Isi Artikel |
KETUA Dewan Komisioner Otoritas Jasa Keuangan (OJK) Wimboh Santoso membantah adanya pelambatan ekonomi akibat pertumbuhan kredit perbankan yang tidak sesuai harapan pada tahun ini.
Ia menyebut pada awalnya target pertumbuhan kredit mencapai 13%, namun akhirnya direvisi menjadi 11%. Akan tetapi hingga September 2017 pertumbuhan kredit jika dibandingkan dengan periode yang sama tahun lalu (year on year/yoy), hanya mencapai 7,8%.
Wimboh mengaku setelah melihat secara detail rendahnya pertumbuhan kredit tersebut dikarenakan beberapa perusahaan BUMN seperti PLN, Pertamina, dan Bulog menurunkan kredit bisnis mereka di perbankan. Itu karena utang subsidi yang dibebankan terlebih dahulu kepada para BUMN tersebut, telah dilunasi pemerintah.

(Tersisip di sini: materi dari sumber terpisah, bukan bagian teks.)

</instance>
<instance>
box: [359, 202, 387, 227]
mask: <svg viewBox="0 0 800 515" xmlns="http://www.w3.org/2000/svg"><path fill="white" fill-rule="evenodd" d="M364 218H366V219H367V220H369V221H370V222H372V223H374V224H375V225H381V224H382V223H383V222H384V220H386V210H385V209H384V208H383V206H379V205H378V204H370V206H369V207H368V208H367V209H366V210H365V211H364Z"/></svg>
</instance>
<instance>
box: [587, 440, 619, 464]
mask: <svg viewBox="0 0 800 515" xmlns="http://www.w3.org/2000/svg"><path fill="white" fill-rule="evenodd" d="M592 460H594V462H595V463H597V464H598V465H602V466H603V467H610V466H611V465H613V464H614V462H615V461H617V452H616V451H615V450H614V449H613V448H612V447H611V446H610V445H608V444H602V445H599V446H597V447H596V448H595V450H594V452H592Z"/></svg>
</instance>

"PLN, Pertamina, Bulog rupanya menurunkan balance kreditnya di perbankan karena realisasi utang subsidi oleh pemerintah sudah dibayar, mungkin untuk mengurangi beban biaya maka kreditnya diturunkan," ujar Wimboh dalam Breakfast Meeting bertajuk 'Prospek Ekonomi Indonesia 2018' yang diselenggarakan PWI di Jakarta, Kamis (2/11).
Jumlah kredit bisnis yang diturunkan oleh para BUMN itu, lanjut Wimboh, cukup signifikan di angka triliun. Sehingga mempengaruhi angka pertumbuhan kredit yang tidak setinggi seperti yang diharapkan.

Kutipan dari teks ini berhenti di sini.